Pull Request

Published in Process on 2022-07-27

The Setup

There is a couple of reasons why I wanted to talk about this: One is my current project; the other one is because some tweets and a Linkedin post that I have seen recently from Dragan Stepanović talking about Pull Requests (PRs).

Some History

I think I am slightly on shaky ground here because I have really bad memory, so happy to be corrected. But when the Linux Kernel moved away from BitKeeper and Linus Torvalds created Git, it was created to support the way that development is done for the Linux Kernel. To submit code to be added to the Linux Kernel it goes through the mailing list.

That is why git-patch and git-send-email exist.

That flow is asynchronous in nature, and relays on having some on people that you don’t know or necessarily truss providing you code. Drive-by coding, as someone put it on twitter (I don’t have a link to that tweet)

When Github was created, they added the idea of Pull Requests quite quickly (again, I can’t find at the moment the original announcement, but I know it was in 2008, same year it was released).

While for the Linux Kernel the email flow is what they do and how they like to operate, for most other people doing any kind of OSS, is a bit too much involvement. Pull Requests were a different way to solve the issue of asynchronicity and low trust

The previous iteration

Before Pull Requests became a thing, companies would have Code Reviews, which will be someone (usually more senior) sitting with the writer of the code, to review what it was done before it was merged/deployed. Maybe some people did it already asynchronously, but I’ve seen it always done synchronously, that’s it, both people sitting together on the same machine going through the code.

Code Reviews are about solving the issue of low trust synchronously.

But that is difficult, means someone has to stop what they are doing to achieve the code review, or the person that wrote the code sit on their thumbs until someone could go to do the Code Review with them.

Because that was pain, or more professionally, a bottleneck, people decided to do something, and most companies adopted the …

Inefficient Approach

Everyone wanted their time, and not be interrupted while they were working on their code. Pull Request removes that inconvenience from them. Though is still left the writer of the code in a situation in which they had to wait for the code to be reviewed.

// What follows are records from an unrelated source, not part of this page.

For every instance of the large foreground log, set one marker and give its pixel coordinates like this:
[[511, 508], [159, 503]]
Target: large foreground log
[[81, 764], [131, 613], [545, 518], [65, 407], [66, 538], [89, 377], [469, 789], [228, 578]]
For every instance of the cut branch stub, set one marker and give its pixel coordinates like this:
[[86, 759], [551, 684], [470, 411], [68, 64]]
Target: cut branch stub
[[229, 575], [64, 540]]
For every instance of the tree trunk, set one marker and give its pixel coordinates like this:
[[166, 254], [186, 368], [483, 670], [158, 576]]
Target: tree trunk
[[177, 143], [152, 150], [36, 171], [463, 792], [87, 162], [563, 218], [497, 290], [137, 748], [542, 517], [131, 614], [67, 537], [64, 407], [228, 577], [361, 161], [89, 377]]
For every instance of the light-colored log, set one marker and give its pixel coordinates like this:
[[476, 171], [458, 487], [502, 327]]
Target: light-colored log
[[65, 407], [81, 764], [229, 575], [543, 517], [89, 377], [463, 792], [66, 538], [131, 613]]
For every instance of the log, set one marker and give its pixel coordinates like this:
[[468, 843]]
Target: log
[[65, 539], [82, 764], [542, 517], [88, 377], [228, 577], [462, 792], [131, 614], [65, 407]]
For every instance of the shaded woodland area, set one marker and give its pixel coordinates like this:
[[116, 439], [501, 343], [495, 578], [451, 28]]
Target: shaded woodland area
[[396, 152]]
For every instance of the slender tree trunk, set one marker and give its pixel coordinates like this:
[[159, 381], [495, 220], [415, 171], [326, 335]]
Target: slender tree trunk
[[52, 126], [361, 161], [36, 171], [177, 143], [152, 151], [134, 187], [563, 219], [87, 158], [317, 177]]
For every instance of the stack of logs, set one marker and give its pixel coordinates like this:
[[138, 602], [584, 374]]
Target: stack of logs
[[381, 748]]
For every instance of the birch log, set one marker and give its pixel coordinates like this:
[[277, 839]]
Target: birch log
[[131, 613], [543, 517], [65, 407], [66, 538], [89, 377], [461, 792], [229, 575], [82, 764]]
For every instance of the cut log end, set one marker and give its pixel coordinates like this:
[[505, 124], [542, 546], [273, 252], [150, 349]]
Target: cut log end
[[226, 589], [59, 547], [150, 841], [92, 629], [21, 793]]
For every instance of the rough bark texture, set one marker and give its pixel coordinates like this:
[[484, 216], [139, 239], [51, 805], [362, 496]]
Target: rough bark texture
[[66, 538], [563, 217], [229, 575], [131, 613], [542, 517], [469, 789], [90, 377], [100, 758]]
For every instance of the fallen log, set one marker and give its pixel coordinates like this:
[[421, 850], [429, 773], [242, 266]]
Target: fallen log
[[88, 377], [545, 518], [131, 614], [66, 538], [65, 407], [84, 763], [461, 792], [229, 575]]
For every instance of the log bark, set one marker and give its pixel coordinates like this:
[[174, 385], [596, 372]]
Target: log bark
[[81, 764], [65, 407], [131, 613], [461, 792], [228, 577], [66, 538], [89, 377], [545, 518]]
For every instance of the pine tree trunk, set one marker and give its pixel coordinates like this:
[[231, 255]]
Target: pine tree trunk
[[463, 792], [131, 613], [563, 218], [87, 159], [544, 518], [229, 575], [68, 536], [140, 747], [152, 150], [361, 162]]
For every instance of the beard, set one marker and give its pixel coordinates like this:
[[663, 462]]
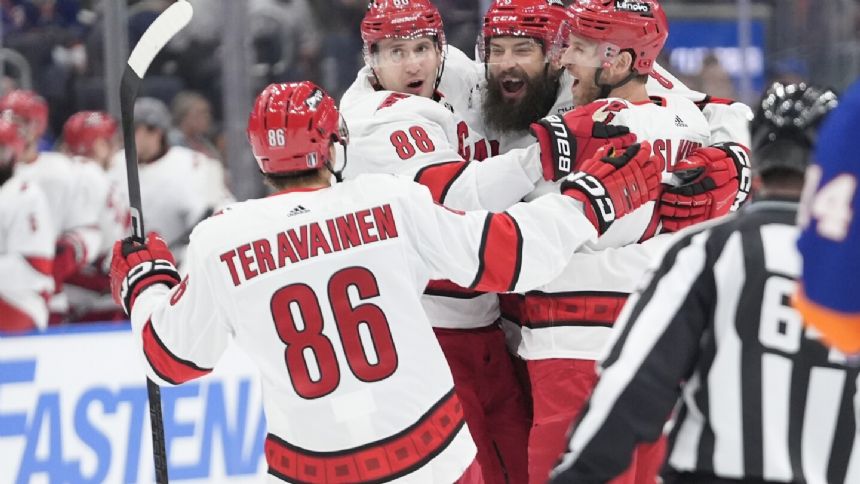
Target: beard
[[503, 115]]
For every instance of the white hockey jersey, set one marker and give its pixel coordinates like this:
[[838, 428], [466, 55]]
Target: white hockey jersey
[[27, 238], [572, 316], [72, 206], [425, 140], [88, 291], [728, 119], [322, 289], [177, 191], [429, 142]]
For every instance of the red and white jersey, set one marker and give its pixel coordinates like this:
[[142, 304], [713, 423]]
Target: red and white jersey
[[572, 316], [88, 292], [177, 190], [322, 289], [428, 141], [72, 206], [27, 238], [425, 140], [728, 119]]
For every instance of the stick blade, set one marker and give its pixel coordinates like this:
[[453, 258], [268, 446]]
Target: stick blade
[[168, 24]]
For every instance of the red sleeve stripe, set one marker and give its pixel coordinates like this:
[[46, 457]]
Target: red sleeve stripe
[[500, 256], [713, 100], [446, 288], [44, 265], [166, 365], [577, 308], [439, 178]]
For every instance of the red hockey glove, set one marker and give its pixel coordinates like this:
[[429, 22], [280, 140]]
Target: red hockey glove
[[136, 266], [717, 178], [70, 256], [612, 184], [567, 141]]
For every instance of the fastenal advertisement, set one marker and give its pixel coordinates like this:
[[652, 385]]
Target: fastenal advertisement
[[73, 408]]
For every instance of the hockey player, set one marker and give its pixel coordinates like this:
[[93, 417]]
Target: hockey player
[[712, 333], [830, 242], [179, 187], [401, 123], [27, 238], [73, 210], [91, 139], [566, 324], [321, 286]]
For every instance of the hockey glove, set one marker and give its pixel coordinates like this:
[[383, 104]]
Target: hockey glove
[[612, 184], [137, 266], [716, 180], [565, 141]]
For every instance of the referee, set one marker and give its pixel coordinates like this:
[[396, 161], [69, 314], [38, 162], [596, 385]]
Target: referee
[[759, 398]]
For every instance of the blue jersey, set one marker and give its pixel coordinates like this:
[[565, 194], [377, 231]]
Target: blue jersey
[[830, 243]]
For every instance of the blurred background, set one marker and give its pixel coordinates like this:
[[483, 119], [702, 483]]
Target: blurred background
[[73, 51]]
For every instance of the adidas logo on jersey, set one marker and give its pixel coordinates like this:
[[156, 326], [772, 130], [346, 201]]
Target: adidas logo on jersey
[[297, 210]]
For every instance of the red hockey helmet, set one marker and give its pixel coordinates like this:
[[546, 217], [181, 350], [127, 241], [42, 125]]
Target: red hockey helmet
[[638, 25], [29, 107], [538, 19], [83, 129], [11, 142], [291, 127], [400, 19]]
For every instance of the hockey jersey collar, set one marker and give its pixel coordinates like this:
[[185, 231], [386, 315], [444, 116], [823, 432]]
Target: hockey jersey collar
[[296, 190]]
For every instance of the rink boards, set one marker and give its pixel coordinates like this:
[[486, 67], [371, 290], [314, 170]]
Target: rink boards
[[73, 408]]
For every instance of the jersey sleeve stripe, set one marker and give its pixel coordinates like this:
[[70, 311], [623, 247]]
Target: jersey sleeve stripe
[[167, 365], [446, 288], [500, 256], [586, 308], [43, 265], [439, 178]]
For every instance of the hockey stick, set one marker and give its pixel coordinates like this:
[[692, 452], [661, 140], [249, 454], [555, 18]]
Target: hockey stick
[[165, 26]]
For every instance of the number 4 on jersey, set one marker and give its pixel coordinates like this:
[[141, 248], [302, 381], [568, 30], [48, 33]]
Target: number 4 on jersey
[[830, 206]]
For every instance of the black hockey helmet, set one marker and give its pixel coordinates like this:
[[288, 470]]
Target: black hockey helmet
[[785, 126]]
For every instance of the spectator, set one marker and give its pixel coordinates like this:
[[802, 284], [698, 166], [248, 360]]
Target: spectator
[[192, 116]]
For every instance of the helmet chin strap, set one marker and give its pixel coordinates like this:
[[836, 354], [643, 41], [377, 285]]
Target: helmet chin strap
[[606, 89], [338, 174]]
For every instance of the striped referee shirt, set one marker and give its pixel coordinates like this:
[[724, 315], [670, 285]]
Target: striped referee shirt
[[713, 331]]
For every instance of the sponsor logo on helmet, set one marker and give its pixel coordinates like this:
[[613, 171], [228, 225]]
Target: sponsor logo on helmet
[[632, 6], [410, 18], [313, 101]]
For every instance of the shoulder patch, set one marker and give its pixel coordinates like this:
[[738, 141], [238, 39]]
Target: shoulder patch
[[391, 99]]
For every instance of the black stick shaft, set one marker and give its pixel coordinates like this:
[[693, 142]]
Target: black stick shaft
[[128, 94]]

Code Reviews done synchronously and the asynchronous flow of Pull Request are inefficient forms of increasing the trust of code. More so the later.

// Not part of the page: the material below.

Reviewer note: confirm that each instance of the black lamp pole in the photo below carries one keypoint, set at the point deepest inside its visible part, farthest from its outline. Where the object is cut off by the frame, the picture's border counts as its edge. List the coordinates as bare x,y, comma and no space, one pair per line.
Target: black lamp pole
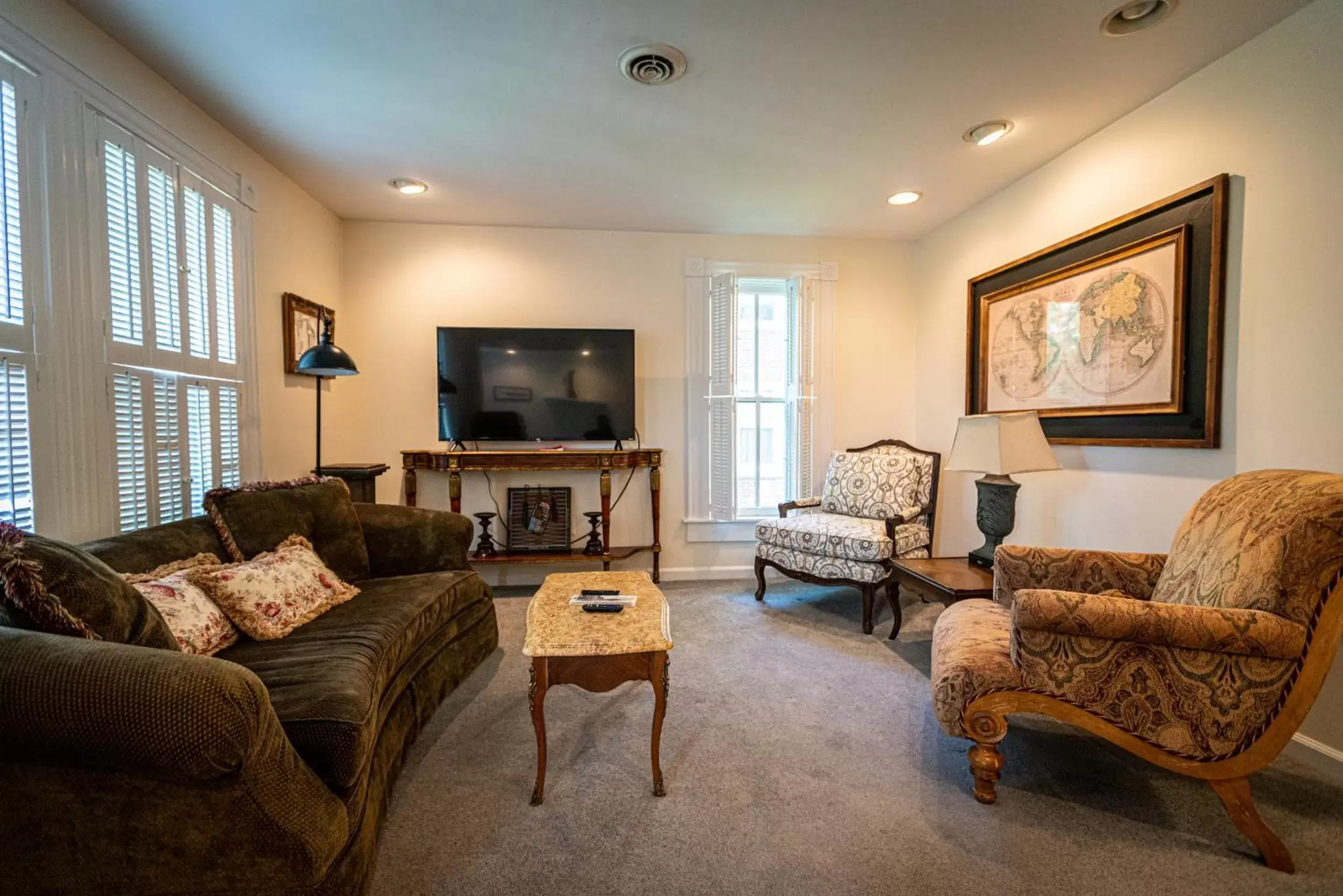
324,359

The main issue is that, once a person that hasn’t been involved with the creation of the code comes into play, either they do a poor job of doing the review or start asking questions about why decisions were taken. They have to leave their current space and grasp the context of the code being reviewed.

If we try to keep the code small, that means multiple interruptions to the reviewer interrupting their work constantly, and lack of ability to handle bigger changes. Or we can try to reduce the number of interruptions, but then the code that need to be reviewed becomes bigger and the process of reviewing takes longer.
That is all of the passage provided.